Der Präsident spielte die Rolle des «Erwachsenen im Sandkasten», was auf dem polarisierten Washingtoner Tummelplatz der Eitelkeiten nicht gut ankam. Bei den Republikanern hätte er wohl auch mit einem umgänglicheren Auftreten wenig bewirkt. Bill Clinton, ein ungleich grösseres Talent im Umgang mit Menschen, biss sich an ihnen ebenfalls die Zähne aus. Doch selbst Abgeordnete und Senatoren der Demokraten fremdelten mit «ihrem» Präsidenten.

«He doesn't like people»

Obamas vielleicht grösstes Defizit liegt im zwischenmenschlichen Bereich. Es gibt Politiker, die bei öffentlichen Auftritten farblos und hölzern wirken, im persönlichen Gespräch die Menschen aber für sich einnehmen können. Barack Obama ist das Gegenteil. Bei seinen Ansprachen begeistert er die Massen, doch der direkte Umgang mit Menschen, die ihm fremd sind, fällt ihm schwer.

In this Nov. 10, 2016 photo, President Barack Obama and President-elect Donald Trump shake hands following their meeting in the Oval Office of the White House in Washington. (AP Photo/Pablo Martinez M ...
Obama beim Treffen mit Nachfolger Donald Trump: Socializing war nie seine Stärke.Bild: Pablo Martinez Monsivais/AP/KEYSTONE

Nie werde ich einen Satz vergessen, den der Watergate-Enthüller und «Washington Post»-Journalist Bob Woodward im Wahlkampf 2012 an einer Veranstaltung in New York geäussert hat: «He doesn't like people» – er mag die Menschen nicht. Obama sei kein Menschenfeind, betonte Woodward, aber er lasse sich nicht gerne mit Leuten ein, die nicht zu seinem Umfeld zählen.

Die grosse Enttäuschung

Daraus entstand ein Hang zur Eigenbrötlerei. Bill Clinton oder Ronald Reagan luden am Abend gerne Gäste ins Weisse Haus ein. Barack Obama hingegen verkroch sich nach dem Nachtessen mit der Familie, das ihm «heilig» war, in sein privates Büro, wo er weiter arbeitete, im Internet surfte oder Sportübertragungen am TV schaute.

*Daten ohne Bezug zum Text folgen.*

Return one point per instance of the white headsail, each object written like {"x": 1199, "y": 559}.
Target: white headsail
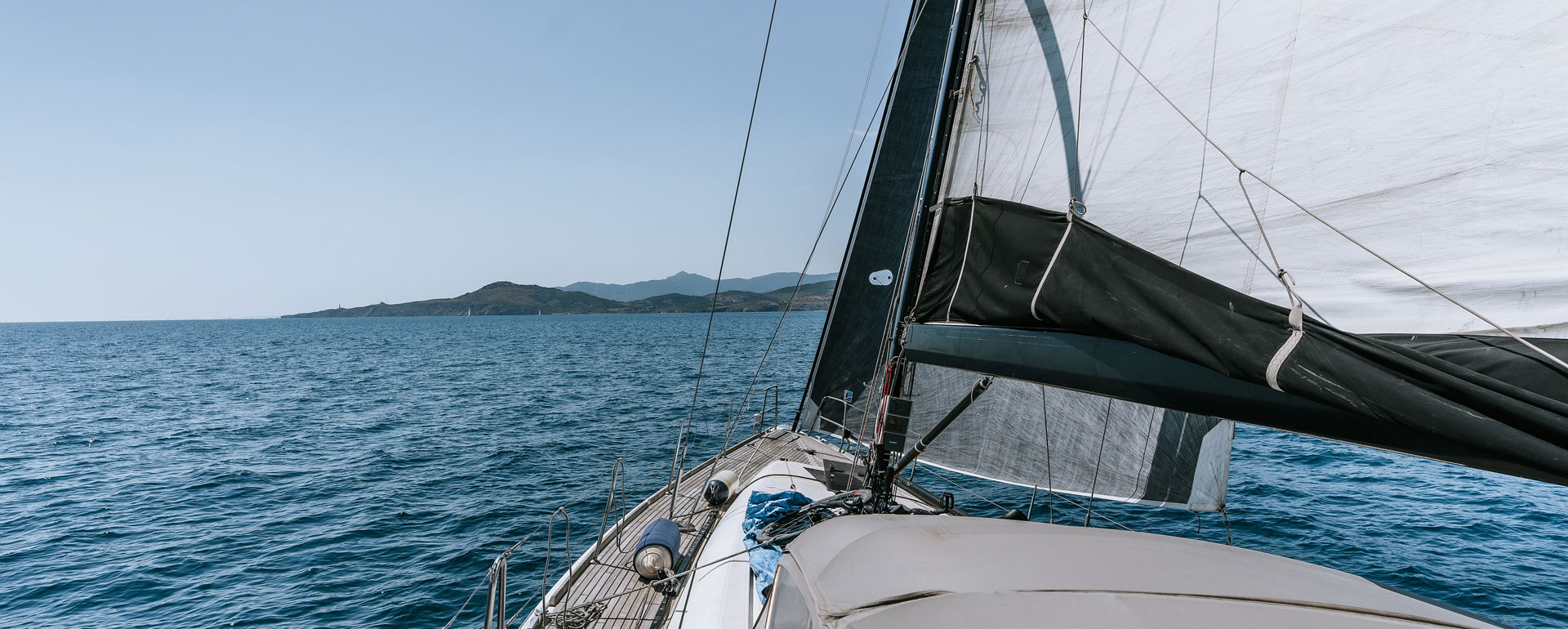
{"x": 1433, "y": 132}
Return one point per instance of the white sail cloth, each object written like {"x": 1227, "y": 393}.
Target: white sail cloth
{"x": 1435, "y": 132}
{"x": 1073, "y": 443}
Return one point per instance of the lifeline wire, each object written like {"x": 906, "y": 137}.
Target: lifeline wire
{"x": 724, "y": 255}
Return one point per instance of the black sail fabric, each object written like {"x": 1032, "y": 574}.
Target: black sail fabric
{"x": 1481, "y": 402}
{"x": 847, "y": 356}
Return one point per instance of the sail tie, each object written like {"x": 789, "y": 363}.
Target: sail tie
{"x": 1075, "y": 209}
{"x": 1272, "y": 375}
{"x": 1554, "y": 359}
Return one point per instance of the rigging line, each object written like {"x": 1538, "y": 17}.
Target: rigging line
{"x": 1099, "y": 458}
{"x": 1249, "y": 247}
{"x": 1561, "y": 363}
{"x": 1208, "y": 114}
{"x": 1280, "y": 270}
{"x": 843, "y": 177}
{"x": 1045, "y": 419}
{"x": 1078, "y": 117}
{"x": 724, "y": 255}
{"x": 886, "y": 100}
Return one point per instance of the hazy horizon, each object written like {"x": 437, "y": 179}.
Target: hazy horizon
{"x": 192, "y": 160}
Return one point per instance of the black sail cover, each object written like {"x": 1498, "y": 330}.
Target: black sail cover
{"x": 1477, "y": 400}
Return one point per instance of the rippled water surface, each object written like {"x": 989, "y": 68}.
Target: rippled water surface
{"x": 364, "y": 472}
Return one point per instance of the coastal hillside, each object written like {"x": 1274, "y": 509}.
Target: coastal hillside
{"x": 693, "y": 284}
{"x": 507, "y": 298}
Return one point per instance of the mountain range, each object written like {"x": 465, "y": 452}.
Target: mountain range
{"x": 693, "y": 284}
{"x": 507, "y": 298}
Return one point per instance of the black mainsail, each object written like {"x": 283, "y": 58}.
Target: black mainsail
{"x": 1160, "y": 295}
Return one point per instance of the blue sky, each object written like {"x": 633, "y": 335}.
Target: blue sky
{"x": 221, "y": 158}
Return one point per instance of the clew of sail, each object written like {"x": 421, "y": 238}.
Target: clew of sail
{"x": 1019, "y": 433}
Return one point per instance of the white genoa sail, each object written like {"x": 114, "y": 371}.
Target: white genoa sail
{"x": 1075, "y": 443}
{"x": 1401, "y": 123}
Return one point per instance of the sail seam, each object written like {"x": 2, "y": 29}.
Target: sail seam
{"x": 1049, "y": 265}
{"x": 1554, "y": 359}
{"x": 1278, "y": 361}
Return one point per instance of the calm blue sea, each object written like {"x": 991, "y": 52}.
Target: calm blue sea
{"x": 364, "y": 472}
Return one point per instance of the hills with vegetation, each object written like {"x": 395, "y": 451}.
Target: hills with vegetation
{"x": 507, "y": 298}
{"x": 693, "y": 284}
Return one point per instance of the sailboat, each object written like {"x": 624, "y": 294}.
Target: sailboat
{"x": 1092, "y": 237}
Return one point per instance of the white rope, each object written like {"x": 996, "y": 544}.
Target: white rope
{"x": 1561, "y": 363}
{"x": 1049, "y": 265}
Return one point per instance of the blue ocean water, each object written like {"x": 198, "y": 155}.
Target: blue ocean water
{"x": 334, "y": 472}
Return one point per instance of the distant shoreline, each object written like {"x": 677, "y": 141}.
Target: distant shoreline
{"x": 507, "y": 298}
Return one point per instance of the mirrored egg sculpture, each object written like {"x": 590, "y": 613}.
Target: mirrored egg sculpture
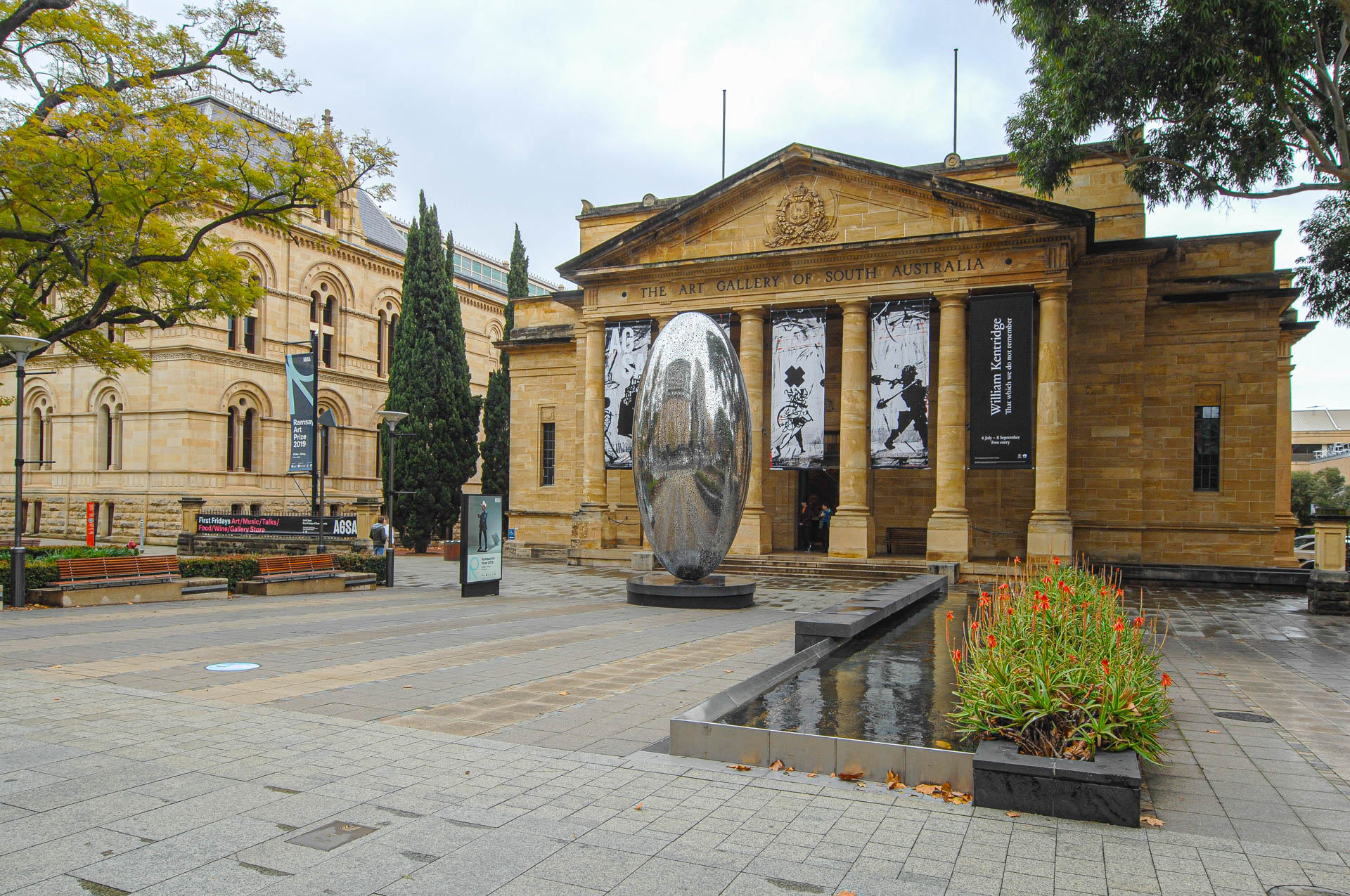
{"x": 692, "y": 446}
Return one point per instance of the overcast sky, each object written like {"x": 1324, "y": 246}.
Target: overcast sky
{"x": 513, "y": 112}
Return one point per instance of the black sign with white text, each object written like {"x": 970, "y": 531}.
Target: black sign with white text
{"x": 268, "y": 525}
{"x": 1002, "y": 404}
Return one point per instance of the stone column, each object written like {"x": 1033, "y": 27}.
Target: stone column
{"x": 949, "y": 526}
{"x": 589, "y": 519}
{"x": 852, "y": 526}
{"x": 757, "y": 531}
{"x": 1050, "y": 529}
{"x": 1284, "y": 520}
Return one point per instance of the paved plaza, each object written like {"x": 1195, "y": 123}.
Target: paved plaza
{"x": 496, "y": 745}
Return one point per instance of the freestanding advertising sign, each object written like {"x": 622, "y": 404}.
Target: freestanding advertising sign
{"x": 1002, "y": 351}
{"x": 481, "y": 545}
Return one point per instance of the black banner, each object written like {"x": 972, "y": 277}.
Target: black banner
{"x": 1002, "y": 405}
{"x": 266, "y": 525}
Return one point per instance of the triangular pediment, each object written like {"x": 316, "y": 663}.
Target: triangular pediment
{"x": 808, "y": 197}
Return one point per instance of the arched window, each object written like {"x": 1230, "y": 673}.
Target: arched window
{"x": 231, "y": 422}
{"x": 246, "y": 440}
{"x": 380, "y": 344}
{"x": 110, "y": 435}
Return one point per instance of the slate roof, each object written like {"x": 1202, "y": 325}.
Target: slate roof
{"x": 377, "y": 227}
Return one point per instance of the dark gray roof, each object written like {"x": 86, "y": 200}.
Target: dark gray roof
{"x": 377, "y": 227}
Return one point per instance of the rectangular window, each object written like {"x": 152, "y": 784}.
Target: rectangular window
{"x": 546, "y": 460}
{"x": 1206, "y": 475}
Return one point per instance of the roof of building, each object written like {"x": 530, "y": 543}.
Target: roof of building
{"x": 377, "y": 226}
{"x": 1322, "y": 420}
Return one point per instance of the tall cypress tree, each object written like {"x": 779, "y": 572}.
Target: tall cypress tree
{"x": 497, "y": 409}
{"x": 459, "y": 436}
{"x": 428, "y": 378}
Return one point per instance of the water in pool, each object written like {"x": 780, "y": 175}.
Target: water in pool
{"x": 893, "y": 684}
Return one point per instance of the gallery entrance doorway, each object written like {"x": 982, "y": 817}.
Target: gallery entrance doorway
{"x": 817, "y": 498}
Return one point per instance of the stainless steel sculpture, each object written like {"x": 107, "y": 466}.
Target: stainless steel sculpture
{"x": 692, "y": 446}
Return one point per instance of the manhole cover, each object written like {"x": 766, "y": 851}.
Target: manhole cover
{"x": 331, "y": 836}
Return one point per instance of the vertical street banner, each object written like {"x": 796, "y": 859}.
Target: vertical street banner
{"x": 300, "y": 384}
{"x": 798, "y": 389}
{"x": 625, "y": 356}
{"x": 899, "y": 425}
{"x": 481, "y": 543}
{"x": 1002, "y": 401}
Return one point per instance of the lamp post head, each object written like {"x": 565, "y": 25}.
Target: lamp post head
{"x": 392, "y": 417}
{"x": 20, "y": 346}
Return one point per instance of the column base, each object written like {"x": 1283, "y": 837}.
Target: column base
{"x": 588, "y": 528}
{"x": 1049, "y": 535}
{"x": 852, "y": 535}
{"x": 949, "y": 536}
{"x": 755, "y": 536}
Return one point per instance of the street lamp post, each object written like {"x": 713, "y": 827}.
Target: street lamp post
{"x": 392, "y": 419}
{"x": 19, "y": 349}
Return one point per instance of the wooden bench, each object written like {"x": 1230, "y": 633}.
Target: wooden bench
{"x": 95, "y": 573}
{"x": 304, "y": 574}
{"x": 88, "y": 582}
{"x": 911, "y": 541}
{"x": 305, "y": 566}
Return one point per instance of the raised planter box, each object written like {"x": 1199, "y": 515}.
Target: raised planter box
{"x": 1105, "y": 790}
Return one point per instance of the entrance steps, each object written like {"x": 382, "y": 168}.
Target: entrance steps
{"x": 823, "y": 566}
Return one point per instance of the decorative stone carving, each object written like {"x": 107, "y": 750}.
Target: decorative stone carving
{"x": 801, "y": 219}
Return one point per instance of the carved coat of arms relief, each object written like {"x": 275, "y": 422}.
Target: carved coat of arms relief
{"x": 799, "y": 219}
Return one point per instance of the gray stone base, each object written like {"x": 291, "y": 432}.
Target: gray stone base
{"x": 710, "y": 592}
{"x": 1329, "y": 592}
{"x": 1103, "y": 790}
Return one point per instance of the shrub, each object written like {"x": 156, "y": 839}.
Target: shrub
{"x": 359, "y": 563}
{"x": 1055, "y": 661}
{"x": 236, "y": 569}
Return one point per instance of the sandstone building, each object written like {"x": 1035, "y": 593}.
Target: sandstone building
{"x": 1159, "y": 424}
{"x": 210, "y": 420}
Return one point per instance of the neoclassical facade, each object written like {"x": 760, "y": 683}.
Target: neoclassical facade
{"x": 1159, "y": 412}
{"x": 210, "y": 419}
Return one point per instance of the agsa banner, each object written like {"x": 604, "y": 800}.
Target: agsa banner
{"x": 798, "y": 389}
{"x": 1002, "y": 405}
{"x": 300, "y": 384}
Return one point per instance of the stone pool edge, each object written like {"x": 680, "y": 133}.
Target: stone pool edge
{"x": 697, "y": 733}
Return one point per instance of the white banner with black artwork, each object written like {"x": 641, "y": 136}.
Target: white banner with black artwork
{"x": 625, "y": 356}
{"x": 798, "y": 405}
{"x": 899, "y": 385}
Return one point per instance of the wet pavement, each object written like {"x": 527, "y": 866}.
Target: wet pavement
{"x": 491, "y": 745}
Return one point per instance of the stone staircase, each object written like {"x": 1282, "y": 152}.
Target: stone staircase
{"x": 824, "y": 567}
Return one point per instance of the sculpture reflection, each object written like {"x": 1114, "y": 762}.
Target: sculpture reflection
{"x": 692, "y": 446}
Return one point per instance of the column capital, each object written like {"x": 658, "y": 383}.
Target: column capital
{"x": 1053, "y": 292}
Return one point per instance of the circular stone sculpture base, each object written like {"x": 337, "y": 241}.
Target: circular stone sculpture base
{"x": 710, "y": 592}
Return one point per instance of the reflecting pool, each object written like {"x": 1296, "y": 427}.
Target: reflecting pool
{"x": 893, "y": 684}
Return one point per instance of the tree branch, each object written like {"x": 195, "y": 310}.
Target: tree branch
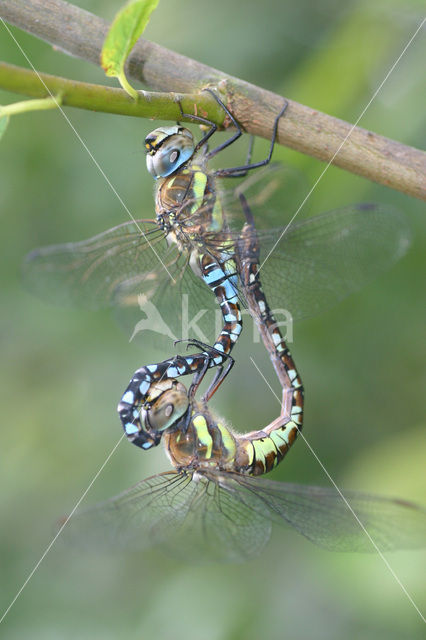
{"x": 81, "y": 34}
{"x": 83, "y": 95}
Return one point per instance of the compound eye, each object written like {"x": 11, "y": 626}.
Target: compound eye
{"x": 174, "y": 156}
{"x": 166, "y": 409}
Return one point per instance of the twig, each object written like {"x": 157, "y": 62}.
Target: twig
{"x": 80, "y": 33}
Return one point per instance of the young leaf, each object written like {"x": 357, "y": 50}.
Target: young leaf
{"x": 127, "y": 27}
{"x": 4, "y": 121}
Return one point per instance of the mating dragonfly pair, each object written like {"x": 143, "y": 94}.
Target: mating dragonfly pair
{"x": 212, "y": 506}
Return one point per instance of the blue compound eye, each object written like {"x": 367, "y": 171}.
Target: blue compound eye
{"x": 168, "y": 148}
{"x": 167, "y": 408}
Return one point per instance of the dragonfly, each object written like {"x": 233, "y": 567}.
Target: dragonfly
{"x": 306, "y": 267}
{"x": 214, "y": 507}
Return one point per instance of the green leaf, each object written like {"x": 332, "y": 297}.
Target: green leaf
{"x": 127, "y": 27}
{"x": 4, "y": 121}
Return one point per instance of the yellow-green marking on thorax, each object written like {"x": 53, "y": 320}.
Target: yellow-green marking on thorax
{"x": 228, "y": 442}
{"x": 203, "y": 435}
{"x": 198, "y": 188}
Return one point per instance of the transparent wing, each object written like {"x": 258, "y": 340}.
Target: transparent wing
{"x": 311, "y": 266}
{"x": 197, "y": 521}
{"x": 306, "y": 268}
{"x": 132, "y": 268}
{"x": 88, "y": 273}
{"x": 321, "y": 515}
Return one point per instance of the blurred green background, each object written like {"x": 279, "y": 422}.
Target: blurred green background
{"x": 63, "y": 371}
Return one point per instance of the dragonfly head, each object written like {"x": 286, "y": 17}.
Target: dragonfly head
{"x": 166, "y": 404}
{"x": 168, "y": 148}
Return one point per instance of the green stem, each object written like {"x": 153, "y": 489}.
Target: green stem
{"x": 317, "y": 134}
{"x": 27, "y": 106}
{"x": 83, "y": 95}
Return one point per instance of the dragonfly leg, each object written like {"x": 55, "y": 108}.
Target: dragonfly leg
{"x": 211, "y": 361}
{"x": 237, "y": 172}
{"x": 200, "y": 120}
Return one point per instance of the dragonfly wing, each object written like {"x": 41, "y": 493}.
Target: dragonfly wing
{"x": 196, "y": 521}
{"x": 357, "y": 522}
{"x": 127, "y": 521}
{"x": 311, "y": 266}
{"x": 89, "y": 273}
{"x": 180, "y": 309}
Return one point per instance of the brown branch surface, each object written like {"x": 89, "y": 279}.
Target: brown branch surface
{"x": 375, "y": 157}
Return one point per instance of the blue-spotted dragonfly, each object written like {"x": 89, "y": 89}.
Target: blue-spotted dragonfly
{"x": 213, "y": 507}
{"x": 191, "y": 244}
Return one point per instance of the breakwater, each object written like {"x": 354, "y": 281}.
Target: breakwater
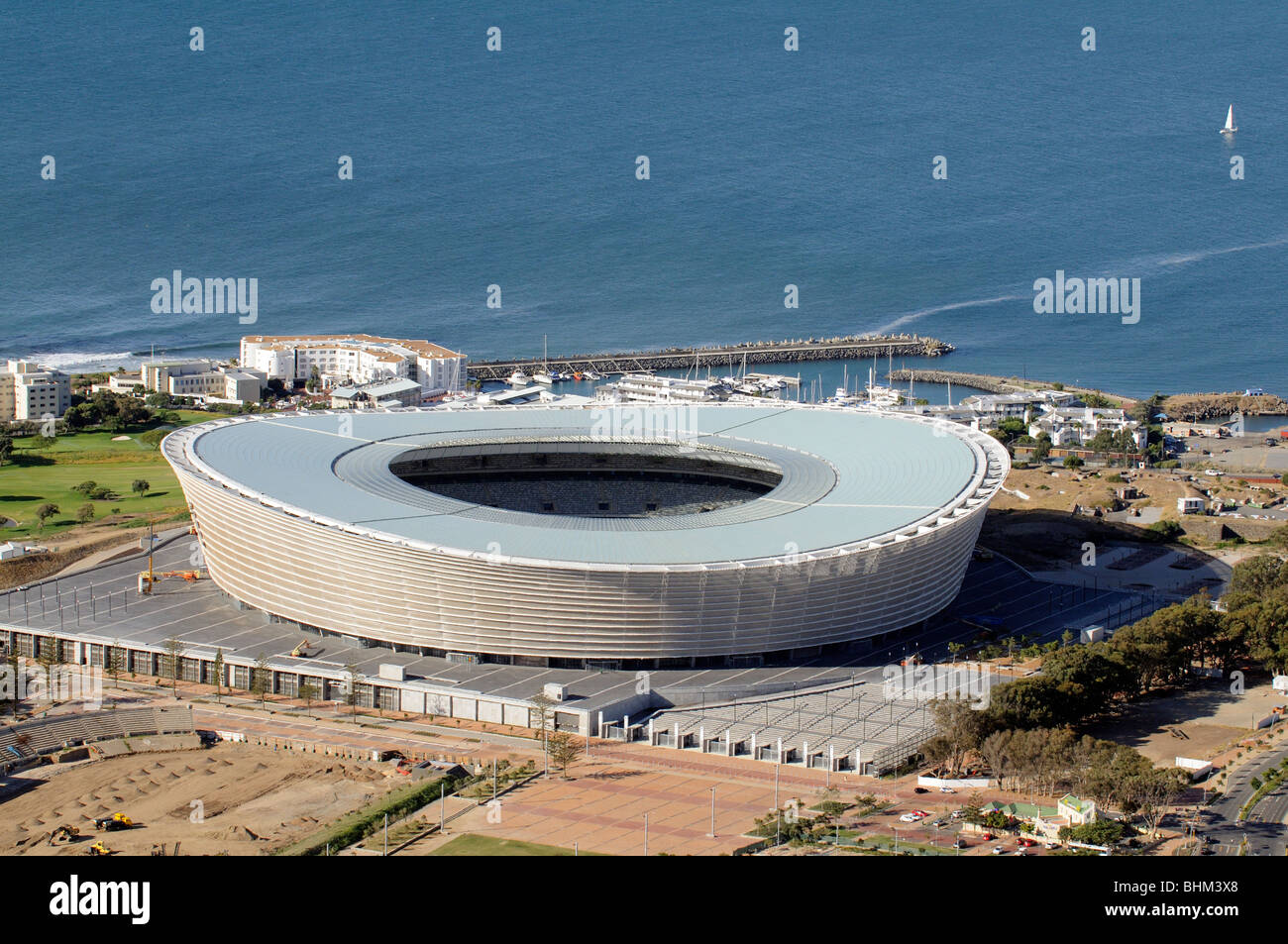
{"x": 722, "y": 357}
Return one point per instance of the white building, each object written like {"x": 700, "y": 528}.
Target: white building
{"x": 645, "y": 387}
{"x": 355, "y": 360}
{"x": 204, "y": 380}
{"x": 30, "y": 391}
{"x": 402, "y": 391}
{"x": 1080, "y": 425}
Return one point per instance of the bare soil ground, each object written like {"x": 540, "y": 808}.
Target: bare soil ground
{"x": 252, "y": 800}
{"x": 1199, "y": 723}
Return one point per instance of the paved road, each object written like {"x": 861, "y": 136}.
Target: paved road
{"x": 1265, "y": 829}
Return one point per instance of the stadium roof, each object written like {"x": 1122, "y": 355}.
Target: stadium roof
{"x": 848, "y": 476}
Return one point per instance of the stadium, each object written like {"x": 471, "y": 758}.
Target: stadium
{"x": 613, "y": 535}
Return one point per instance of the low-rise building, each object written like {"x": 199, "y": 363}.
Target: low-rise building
{"x": 382, "y": 394}
{"x": 31, "y": 391}
{"x": 204, "y": 380}
{"x": 355, "y": 361}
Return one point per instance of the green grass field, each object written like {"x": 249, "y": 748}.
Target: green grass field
{"x": 473, "y": 844}
{"x": 39, "y": 475}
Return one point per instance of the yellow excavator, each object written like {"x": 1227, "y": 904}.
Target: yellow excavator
{"x": 117, "y": 820}
{"x": 149, "y": 577}
{"x": 63, "y": 835}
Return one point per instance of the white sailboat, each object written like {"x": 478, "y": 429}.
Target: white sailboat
{"x": 544, "y": 374}
{"x": 1231, "y": 128}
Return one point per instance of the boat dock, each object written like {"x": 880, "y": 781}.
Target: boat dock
{"x": 720, "y": 357}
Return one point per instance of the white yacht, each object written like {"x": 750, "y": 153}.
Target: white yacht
{"x": 1229, "y": 128}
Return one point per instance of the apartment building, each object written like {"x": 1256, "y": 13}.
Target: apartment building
{"x": 355, "y": 360}
{"x": 30, "y": 391}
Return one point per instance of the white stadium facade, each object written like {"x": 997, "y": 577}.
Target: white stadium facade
{"x": 639, "y": 536}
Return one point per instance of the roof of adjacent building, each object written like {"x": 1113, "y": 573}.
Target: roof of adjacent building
{"x": 848, "y": 476}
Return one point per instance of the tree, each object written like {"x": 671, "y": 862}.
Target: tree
{"x": 13, "y": 669}
{"x": 960, "y": 730}
{"x": 1154, "y": 792}
{"x": 218, "y": 670}
{"x": 261, "y": 679}
{"x": 114, "y": 660}
{"x": 172, "y": 649}
{"x": 46, "y": 511}
{"x": 352, "y": 679}
{"x": 565, "y": 749}
{"x": 544, "y": 708}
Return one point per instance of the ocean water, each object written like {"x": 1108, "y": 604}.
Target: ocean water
{"x": 767, "y": 167}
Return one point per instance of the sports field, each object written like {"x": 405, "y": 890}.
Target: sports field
{"x": 490, "y": 845}
{"x": 46, "y": 472}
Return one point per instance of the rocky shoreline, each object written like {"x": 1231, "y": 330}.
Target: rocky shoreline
{"x": 722, "y": 356}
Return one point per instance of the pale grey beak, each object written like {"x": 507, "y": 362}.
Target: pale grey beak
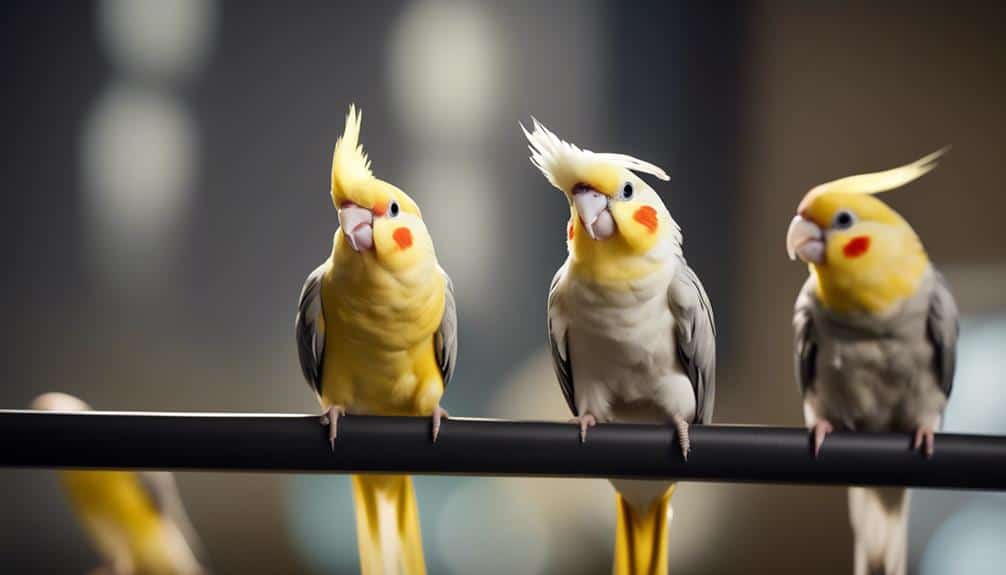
{"x": 805, "y": 240}
{"x": 592, "y": 206}
{"x": 357, "y": 225}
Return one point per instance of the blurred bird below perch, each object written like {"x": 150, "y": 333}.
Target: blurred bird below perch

Mit seiner Abneigung gegen das Socializing machte sich Obama das Regieren selber schwer. Viele Demokraten beklagten sich, dass ihr Präsident sie ignorierte und ihnen auch kein «Goodie» spendierte, etwa eine Einladung ins Weisse Haus oder einen Flug mit der Präsidentenmaschine «Air Force I». Ähnlich erging es ausländischen Besuchern, die sich enorm auf das Treffen mit dem Charismatiker freuten und am Ende von ihm geschäftsmässig abgefertigt wurden.

In der Aussenpolitik erwies sich dieser Wesenszug Obamas als wenig hilfreich. Zu keinem Staats- oder Regierungschef baute er eine persönliche oder gar freundschaftliche Beziehung auf, nicht einmal zu Angela Merkel, angeblich die einzige Persönlichkeit aus diesen Reihen, die er wirklich respektiert. Gerade auf internationaler Ebene aber sind persönliche Beziehungen ein Schlüssel für erfolgreiche Deals. Obama konnte oder wollte das nicht verstehen.

Das Glas ist halbvoll

Ist die entzauberte Lichtgestalt also doch gescheitert? So einfach ist das nicht. Er hinterlässt den Eindruck einer unvollendeten Präsidentschaft. Aber bei genauer Betrachtung hat Obama mehr erreicht, als man auf den ersten Blick annehmen könnte, gerade auf psychologischer Ebene:

People take part in a protest against police brutality and in support of Black Lives Matter in New York July 9, 2016. REUTERS/Eduardo Munoz
Black Lives Matter: Schwarze wehren sich gegen Polizeibrutalität.Bild: EDUARDO MUNOZ/REUTERS
  • Ja, der erste schwarze Präsident konnte die Gräben zwischen Weissen und Afroamerikanern kaum zuschütten. Aber die Schwarzen lassen sich nicht mehr alles gefallen. Sie wehren sich gegen Willkür und Polizeigewalt, etwa mit der «Black Lives Matter»-Bewegung. Die Wahl Obamas hat ihr Selbstbewusstsein gestärkt.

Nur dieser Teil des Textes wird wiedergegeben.